De Doca Street a Monique: da militância que mudou o mundo ao mundo que mudou a militância/ Por Isabel Moreno
11/06/2026


    Há meio século, no dia 30 de dezembro de 1976, em Armação dos Búzios (RJ), a socialite Ângela Diniz foi morta com quatro tiros pelo seu ex-namorado, o "empresário" paulista Raul Fernando do Amaral Street, conhecido como Doca Street. Ângela havia decidido colocar um fim ao relacionamento abusivo e de ciúmes intensos de um garotão boa-pinta que se envolveu com uma mulher vida loka sabendo que ela curtia sexo, drogas e MPB, achando que tinha a situação sob controle.  A socialite nunca escondeu de ninguém que curtia uma safadeza e botou ele pra correr dali.  O bonitão não aceitou, voltou na casa e assassinou-a covardemente, alegando legítima defesa da honra (um estado mental para uma espécie de pré-corno).  Ora, foi justamente para não corneá-lo que a socialite o mandou vazar dali. 

    Cinquenta anos atrás. Outro mundo povoado por outras pessoas.  Doca Street foi absolvido sob a alegação que o verdadeiro sofredor era ele, que em defesa de sua honra privou a mulher amada da existência, tendo que suportar o peso de viver sem ela para sempre.  As militantes feministas não deixaram isso barato: se uniram, saíram às ruas, expuseram a crueldade do ato contra uma mulher indefesa que estava no seu direito de ser livre (e de estar viva).  

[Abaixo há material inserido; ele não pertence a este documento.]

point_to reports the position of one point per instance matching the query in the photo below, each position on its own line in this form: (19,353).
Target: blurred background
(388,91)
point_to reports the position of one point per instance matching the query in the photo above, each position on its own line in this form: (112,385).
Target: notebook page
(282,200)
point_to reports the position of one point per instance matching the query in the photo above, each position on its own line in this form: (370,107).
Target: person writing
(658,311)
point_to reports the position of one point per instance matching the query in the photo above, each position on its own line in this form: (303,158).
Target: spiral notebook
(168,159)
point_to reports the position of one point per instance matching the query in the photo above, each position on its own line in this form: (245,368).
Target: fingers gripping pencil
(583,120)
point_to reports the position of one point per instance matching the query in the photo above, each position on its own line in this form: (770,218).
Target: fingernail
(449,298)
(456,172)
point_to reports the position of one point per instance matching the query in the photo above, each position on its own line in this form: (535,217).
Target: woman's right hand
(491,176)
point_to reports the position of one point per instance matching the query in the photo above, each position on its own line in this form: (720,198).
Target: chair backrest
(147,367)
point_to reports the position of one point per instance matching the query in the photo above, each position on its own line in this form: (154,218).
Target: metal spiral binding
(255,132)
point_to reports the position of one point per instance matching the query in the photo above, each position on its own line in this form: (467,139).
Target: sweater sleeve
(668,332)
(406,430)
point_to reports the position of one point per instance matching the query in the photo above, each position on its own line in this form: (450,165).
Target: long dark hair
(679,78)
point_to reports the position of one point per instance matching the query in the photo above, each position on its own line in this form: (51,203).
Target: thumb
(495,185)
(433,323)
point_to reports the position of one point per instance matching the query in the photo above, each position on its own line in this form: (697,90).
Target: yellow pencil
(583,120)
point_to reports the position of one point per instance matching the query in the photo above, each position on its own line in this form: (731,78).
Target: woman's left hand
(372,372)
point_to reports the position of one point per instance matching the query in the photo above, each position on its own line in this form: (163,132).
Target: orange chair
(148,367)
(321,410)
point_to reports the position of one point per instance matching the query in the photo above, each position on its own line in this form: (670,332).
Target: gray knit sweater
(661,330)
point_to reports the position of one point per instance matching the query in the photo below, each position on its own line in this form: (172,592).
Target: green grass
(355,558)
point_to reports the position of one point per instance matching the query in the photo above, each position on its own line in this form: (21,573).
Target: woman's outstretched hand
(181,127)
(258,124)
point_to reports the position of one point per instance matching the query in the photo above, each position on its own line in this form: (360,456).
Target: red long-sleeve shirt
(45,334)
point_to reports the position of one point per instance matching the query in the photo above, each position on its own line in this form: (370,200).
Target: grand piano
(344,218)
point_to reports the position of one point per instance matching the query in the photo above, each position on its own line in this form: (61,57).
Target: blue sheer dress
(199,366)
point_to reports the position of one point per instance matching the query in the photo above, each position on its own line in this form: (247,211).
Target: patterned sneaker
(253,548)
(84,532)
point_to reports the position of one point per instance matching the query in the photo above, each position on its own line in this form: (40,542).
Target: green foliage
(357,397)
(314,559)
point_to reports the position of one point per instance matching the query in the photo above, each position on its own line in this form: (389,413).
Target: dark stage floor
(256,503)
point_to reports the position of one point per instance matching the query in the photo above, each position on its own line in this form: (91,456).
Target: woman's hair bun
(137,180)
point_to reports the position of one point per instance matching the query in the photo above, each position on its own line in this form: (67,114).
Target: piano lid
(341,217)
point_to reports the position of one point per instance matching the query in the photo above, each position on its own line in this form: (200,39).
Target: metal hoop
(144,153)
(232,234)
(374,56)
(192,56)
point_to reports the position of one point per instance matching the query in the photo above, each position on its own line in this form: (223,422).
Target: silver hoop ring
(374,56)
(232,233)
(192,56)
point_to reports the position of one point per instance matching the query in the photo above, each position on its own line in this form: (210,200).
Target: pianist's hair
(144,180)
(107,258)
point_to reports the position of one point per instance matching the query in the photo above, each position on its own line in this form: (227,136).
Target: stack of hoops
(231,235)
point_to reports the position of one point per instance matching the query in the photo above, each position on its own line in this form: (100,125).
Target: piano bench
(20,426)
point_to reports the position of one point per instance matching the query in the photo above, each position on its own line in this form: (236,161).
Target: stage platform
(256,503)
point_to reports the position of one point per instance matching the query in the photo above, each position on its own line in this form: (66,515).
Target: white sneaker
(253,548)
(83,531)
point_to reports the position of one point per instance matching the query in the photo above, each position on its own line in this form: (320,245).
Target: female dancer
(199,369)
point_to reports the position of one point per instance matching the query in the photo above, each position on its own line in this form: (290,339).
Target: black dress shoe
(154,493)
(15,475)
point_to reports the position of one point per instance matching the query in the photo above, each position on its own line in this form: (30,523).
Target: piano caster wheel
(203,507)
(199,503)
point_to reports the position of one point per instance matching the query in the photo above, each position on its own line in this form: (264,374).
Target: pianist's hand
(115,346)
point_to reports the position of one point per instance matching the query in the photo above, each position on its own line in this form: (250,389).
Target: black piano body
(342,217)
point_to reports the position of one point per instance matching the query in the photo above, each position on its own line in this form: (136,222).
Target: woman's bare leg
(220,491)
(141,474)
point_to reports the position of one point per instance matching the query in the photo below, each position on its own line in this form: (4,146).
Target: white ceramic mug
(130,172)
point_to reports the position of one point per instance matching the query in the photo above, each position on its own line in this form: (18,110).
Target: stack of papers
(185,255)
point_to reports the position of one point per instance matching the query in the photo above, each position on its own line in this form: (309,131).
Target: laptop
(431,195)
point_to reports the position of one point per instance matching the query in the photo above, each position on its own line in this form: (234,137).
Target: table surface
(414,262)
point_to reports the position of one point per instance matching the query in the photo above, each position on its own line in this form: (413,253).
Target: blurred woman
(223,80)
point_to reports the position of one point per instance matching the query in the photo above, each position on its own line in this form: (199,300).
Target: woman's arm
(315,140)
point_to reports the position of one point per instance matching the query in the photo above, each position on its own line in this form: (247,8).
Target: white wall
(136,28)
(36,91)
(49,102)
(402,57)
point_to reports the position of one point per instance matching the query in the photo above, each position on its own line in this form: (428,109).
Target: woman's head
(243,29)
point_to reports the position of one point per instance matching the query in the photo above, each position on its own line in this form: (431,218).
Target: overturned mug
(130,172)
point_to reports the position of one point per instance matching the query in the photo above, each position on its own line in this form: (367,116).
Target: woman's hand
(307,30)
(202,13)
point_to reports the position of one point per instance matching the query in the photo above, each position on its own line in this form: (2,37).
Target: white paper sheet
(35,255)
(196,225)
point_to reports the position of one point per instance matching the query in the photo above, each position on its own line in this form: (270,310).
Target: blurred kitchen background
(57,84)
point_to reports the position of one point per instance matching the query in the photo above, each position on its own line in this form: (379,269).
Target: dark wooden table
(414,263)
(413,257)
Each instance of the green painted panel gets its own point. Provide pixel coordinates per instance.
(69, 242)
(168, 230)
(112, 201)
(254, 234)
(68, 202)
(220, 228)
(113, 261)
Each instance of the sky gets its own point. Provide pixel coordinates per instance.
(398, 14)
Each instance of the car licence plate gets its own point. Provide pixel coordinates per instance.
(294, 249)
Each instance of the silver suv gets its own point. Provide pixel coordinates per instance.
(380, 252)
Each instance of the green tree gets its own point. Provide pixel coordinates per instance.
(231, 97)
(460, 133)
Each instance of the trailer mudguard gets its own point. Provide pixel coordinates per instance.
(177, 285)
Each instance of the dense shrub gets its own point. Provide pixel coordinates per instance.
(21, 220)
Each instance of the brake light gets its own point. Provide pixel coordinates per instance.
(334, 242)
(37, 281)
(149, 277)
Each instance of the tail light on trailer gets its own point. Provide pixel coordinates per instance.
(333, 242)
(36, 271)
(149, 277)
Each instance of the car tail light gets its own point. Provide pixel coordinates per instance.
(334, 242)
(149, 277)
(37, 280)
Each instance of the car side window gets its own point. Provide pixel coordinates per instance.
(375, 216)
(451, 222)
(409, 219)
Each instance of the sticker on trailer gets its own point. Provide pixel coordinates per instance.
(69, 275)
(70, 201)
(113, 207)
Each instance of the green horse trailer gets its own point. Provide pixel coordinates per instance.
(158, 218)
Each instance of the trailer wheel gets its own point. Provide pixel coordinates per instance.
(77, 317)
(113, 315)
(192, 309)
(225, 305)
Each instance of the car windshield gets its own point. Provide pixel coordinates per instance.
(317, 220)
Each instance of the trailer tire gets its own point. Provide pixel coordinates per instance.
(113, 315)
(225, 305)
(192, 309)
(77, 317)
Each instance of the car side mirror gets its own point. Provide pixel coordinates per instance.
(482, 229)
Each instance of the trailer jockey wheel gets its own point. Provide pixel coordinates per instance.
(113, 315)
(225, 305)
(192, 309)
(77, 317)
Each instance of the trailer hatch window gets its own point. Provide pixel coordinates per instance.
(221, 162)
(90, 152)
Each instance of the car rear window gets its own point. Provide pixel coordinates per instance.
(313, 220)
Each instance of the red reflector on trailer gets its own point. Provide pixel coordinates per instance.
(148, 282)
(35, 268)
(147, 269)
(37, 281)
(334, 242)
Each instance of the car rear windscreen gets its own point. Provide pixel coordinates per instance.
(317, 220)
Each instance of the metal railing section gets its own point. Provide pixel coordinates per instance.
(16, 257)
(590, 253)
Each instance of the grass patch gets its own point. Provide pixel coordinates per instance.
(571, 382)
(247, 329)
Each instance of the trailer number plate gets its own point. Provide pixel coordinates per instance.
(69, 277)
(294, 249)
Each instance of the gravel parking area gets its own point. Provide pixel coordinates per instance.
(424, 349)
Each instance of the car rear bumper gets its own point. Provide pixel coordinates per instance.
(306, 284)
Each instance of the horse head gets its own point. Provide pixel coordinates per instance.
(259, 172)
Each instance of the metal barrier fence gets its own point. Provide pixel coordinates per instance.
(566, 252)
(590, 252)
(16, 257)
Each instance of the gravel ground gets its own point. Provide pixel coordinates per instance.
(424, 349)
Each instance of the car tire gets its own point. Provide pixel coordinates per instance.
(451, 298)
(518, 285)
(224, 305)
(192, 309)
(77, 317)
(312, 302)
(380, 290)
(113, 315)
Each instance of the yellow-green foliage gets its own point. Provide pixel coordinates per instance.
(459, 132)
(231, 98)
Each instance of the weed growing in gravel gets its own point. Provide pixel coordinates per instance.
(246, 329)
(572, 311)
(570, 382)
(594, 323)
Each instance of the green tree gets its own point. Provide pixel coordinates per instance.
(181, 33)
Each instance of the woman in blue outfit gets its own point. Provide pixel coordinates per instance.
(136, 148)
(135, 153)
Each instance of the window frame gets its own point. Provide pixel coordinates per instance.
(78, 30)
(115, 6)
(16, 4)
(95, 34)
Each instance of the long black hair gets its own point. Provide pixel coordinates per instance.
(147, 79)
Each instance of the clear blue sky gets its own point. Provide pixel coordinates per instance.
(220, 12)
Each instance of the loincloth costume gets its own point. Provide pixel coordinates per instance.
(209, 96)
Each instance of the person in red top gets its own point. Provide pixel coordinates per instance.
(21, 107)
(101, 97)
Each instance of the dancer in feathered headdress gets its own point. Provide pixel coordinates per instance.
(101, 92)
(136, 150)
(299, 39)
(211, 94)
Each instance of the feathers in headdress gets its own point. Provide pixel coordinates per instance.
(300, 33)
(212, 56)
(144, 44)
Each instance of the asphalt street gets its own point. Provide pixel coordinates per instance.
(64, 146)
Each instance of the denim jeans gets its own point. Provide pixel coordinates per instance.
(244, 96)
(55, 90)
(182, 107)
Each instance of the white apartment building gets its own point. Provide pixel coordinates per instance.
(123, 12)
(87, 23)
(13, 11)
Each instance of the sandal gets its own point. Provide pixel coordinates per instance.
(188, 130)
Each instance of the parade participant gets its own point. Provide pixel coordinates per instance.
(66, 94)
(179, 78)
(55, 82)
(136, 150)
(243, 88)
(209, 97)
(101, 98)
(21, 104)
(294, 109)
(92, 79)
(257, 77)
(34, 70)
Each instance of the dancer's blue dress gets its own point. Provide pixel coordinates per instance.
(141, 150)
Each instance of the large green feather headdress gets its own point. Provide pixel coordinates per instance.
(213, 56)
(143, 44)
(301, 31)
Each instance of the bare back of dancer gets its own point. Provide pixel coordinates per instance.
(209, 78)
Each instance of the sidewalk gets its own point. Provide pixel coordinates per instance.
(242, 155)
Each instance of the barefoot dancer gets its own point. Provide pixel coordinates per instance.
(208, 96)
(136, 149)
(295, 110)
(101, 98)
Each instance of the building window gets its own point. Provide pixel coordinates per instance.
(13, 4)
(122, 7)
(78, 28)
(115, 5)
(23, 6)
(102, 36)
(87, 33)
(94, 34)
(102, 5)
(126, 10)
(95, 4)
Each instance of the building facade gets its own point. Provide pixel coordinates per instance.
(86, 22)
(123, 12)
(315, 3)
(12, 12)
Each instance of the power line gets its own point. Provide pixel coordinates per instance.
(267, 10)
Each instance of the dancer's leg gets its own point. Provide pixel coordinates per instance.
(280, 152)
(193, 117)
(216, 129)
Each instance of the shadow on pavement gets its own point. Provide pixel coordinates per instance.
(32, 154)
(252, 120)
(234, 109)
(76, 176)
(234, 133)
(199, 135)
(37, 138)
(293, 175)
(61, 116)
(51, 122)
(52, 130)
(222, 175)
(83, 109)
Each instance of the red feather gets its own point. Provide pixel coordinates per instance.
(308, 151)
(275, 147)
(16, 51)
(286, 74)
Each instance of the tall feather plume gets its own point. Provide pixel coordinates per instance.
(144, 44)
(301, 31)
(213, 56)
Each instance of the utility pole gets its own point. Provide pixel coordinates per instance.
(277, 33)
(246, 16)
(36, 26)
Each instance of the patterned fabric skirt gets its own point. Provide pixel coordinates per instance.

     A pressão foi tamanha que o ridículo julgamento do covardão foi anulado e ele foi a outro júri, onde pegou quinze anos de cadeia, numa condenação inédita onde a intensidade da militância feminista mudou o Brasil para sempre.  Mulheres que queriam viver saíram às ruas para pedir justiça à uma mulher morta.  Ela gritavam: "Quem ama não mata!", numa resposta direta que acertou em cheio o ponto central do machismo e da misoginia, que transformava as mulheres em peças de uso descartável quando decidiam decidir a sua vida sem aguardar pela decisão de ninguém.

   Meio século depois, o mundo é outro.  A longa revolução do Feminismo ajudou a criar uma sociedade onde as mulheres têm o direito de escolha e todas escolhem, seja uma carreira no serviço público, uma atividade empresarial ou escorar-se num marido rico para garantir status.  Nada disso é retrocesso, pois somos todas o produto final do Feminismo, algo como pós-Feministas, visto que a minha geração já nasceu colhendo os frutos dessa revolução.

   A militância que mudou o mundo não percebeu que o mundo mudou.  O Feminismo nunca foi sobre empoderamento, mas sobre o direito de escolha.  Antes, as mulheres saíam da casa do pai para a do marido e usavam o CPF dele, chegando ao ponto se na lua-de-mel o noivo descobrisse que a noiva não era mais virgem, poderia pedir a anulação do casamento.  E a noiva?  Quem ligava?

     O Feminismo foi um tapa na cara na hipócrita sociedade patriarcal, expondo a crueza fria de um homem que assassinou a ex-namorada porque se sentiu corneado ao ser dispensado, numa época em que "escolher" era um privilégio masculino.

A militância feminista venceu a parada, retirou do masculino o monopólio da escolha e mudou o mundo.  Hoje, não estamos militando para garantir direitos iguais, pois eles são iguais. Militamos para que não nos tirem o direito de escolha que nos foi legado a duras penas por aquelas verdadeiras guerreiras que apanharam muito ontem para não apanharmos hoje.

     A militância atual não pode e nem deve confundir imposição com escolha.  Pelo visto, aquela juíza cometeu esse erro.

No seu direito de escolha, muitas mulheres escolhem não trabalhar, escolhem homens bem-sucedidos para bancar seus gastos, escolhem disputar com outras mulheres a atenção de um bonitão simplesmente por ser bonitão, escolhem não fazer uma faculdade, escolhem homens violentos e dominadores, escolhem ser anti-Feministas, escolhem ser mães superprotetoras e escolhem ser péssimas mães.  Foi neste último que a juíza deve ter se enganado ao relevar o fato de que aquela mãe escolheu conviver com um monstro a ponto de escolher esconder as agressões sofridas pelo seu filho pelas mãos do monstro que ela escolheu para bancar um alto padrão de vida, mesmo que isso lhe custasse sua alma.  Contra a Monique não houve opressão machista e nem misoginia, mas um questionamento de toda sociedade pelas escolhas que ela fez.

Há meio século, a militância feminista acolheu a mulher morta e por ela pediu justiça.  Meio século depois, a militância feminista não pode ignorar a criança morta e negar-lhe justiça.